Well, the Republic of Equity is going to have to wait a bit. The Dictators of Debt can continue their evil ways without my stuff, and I'm sure they're relieved. I have a bigger, more personal, and much easier-to-write-about thing going on.
I have cancer.
The road here:
A soft-spoken well-dressed guy I have known a little for years was taking over as my dentist. Our first visit was mid-March, and he does this macro head exam, taking casts, making models, shooting x-rays and photos and generally poking around. Plus he felt my neck, and, with his fingers on the left side, said "What's that?" I said, "Dunno." He said, "Get it checked out." He was quite insistent. "Get it checked out right away."
I had noticed it before, while shaving. I thought it was a sort of muscle, kind of buff. That's it.
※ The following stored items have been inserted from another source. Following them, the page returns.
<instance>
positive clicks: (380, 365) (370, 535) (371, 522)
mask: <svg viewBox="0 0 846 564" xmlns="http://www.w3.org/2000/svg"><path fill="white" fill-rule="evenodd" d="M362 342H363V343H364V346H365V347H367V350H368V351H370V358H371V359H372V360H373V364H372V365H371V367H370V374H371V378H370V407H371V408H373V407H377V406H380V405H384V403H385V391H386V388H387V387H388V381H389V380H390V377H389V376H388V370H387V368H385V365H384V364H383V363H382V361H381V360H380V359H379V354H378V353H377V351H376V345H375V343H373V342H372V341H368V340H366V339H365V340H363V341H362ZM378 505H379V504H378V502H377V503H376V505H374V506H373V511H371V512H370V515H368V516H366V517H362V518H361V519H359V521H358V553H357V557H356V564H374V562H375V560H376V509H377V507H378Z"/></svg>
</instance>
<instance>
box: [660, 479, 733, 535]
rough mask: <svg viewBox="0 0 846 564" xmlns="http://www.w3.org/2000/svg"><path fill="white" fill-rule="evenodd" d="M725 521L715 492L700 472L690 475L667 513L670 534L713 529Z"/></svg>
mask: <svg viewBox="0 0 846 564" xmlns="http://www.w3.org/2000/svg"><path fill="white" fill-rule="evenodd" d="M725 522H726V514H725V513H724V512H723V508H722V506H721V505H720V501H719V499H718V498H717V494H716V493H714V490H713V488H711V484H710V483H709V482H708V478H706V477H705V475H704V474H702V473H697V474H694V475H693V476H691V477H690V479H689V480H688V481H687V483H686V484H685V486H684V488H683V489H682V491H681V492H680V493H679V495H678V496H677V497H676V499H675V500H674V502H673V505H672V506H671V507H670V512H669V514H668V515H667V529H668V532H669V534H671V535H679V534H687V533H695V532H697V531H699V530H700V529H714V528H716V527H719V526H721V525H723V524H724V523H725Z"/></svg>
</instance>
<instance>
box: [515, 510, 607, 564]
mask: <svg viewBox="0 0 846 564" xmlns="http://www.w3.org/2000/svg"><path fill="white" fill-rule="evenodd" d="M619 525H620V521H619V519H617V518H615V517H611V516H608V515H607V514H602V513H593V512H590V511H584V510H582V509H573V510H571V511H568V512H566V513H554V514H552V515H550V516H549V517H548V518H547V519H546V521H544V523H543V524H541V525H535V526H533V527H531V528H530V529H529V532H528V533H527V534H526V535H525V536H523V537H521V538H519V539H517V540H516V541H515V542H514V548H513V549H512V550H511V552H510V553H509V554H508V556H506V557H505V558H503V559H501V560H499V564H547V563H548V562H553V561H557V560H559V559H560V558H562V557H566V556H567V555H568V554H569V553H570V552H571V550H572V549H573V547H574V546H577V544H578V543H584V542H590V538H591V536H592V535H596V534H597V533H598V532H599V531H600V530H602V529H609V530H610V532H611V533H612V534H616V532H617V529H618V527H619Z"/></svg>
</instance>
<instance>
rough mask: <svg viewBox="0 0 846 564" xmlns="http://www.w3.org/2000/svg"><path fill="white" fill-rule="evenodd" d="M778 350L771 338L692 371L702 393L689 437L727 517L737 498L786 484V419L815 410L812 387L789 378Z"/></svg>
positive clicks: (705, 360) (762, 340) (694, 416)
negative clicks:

So for the next six weeks I went through appointments broken and met, no big sense of urgency. First my regular doc, who sent me to an ENT, who did what's called a needle biopsy, and that didn't show him enough, so I went in for a real cut, under general anesthesia for the first time since I was five. (That was for a tonsillectomy.) He said the results would usually be - I like this term, it has a certain hauteur - "unimportant."
They put a drain, not a lot of fun, in the neck for the next couple of days, and upon my going in to have it dismantled and removed it fell to the nurse practitioner to reveal that the results were, well, important. Cancer in the lymph node.
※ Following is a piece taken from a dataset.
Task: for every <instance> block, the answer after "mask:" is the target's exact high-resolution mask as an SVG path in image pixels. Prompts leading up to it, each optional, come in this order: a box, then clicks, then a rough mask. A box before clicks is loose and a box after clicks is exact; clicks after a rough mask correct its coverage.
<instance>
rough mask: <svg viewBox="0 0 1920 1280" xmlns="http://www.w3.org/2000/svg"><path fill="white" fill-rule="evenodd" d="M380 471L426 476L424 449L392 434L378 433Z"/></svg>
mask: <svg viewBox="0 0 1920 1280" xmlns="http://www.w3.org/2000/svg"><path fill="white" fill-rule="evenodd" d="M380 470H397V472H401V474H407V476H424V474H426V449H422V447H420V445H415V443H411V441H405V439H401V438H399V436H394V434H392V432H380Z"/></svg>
I wish none of this were happening to me, obviously, but it's pretty interesting. The lymphatic system acts like a little storm sewer system in the body, separately from but in coordination with the blood circulatory system. Cancer cells travel to lymph nodes, and accumulate there. That's what they found. The cancer is metastatic, which means the cells are coming from a primary cancer somewhere else.
So the next step, of which I'm in the middle,* is to find the primary cancer. The first step was a PET scan.
PET scans are one of these jobs where you lie down on a tray and they move your body in and out of a tube. Fine, but they take a while and I was desperate for reading material. I resolved to memorize great speeches or great poetry so I can reel them out at future such times. As it was, I tried making lists, the first being a list of old girlfriends. I told this to the techies who run the machine and they loved it. (I wish their lives, by the way, on nobody.)
Yesterday we** met with a radiation oncologist, who tells you what to expect, generally, from the radiation treatments that are almost surely ahead. He gave us a first report on the PET scan and it sounded good. No evident cancer outside the head and neck. Something may going on with the right side, in an epiglottic fold***, but it may not be what they are looking for. All of this is pretty consistent with the better-case predictions I had heard.
Now on to the decision to move from the suburban hospital where all this has taken place so far, to a city teaching hospital, which is what practically everyone says to do. In particular, move to the Siteman Cancer Center at Barnes, which does indeed sound like a first-class place. I don't know the pros and cons. Why wouldn't everyone do this? Cost? Doubtful, I don't think the teaching hospitals are any more expensive for those of us who are insured. (And they are more likely to take on the uninsured.) Suburbitis? (You know, too many black folks in the waiting rooms at those big downtown hospitals...) Maybe, but that's not me. The doctors? My guy at Suburb Hospital, which itself has a terrific reputation, said it is comprised mainly of docs from Barnes (Washington University, actually) who don't want to teach. So they play more golf? OK, fine, but to me... unimportant.
********************************************************************************
* Up with this I will not put! - WC
** "We" ain't royal. We is me and Mrs. Strays.
*** The Epliglottic Fold sounds, to me, like a place where Jabba the Hutt might hang out.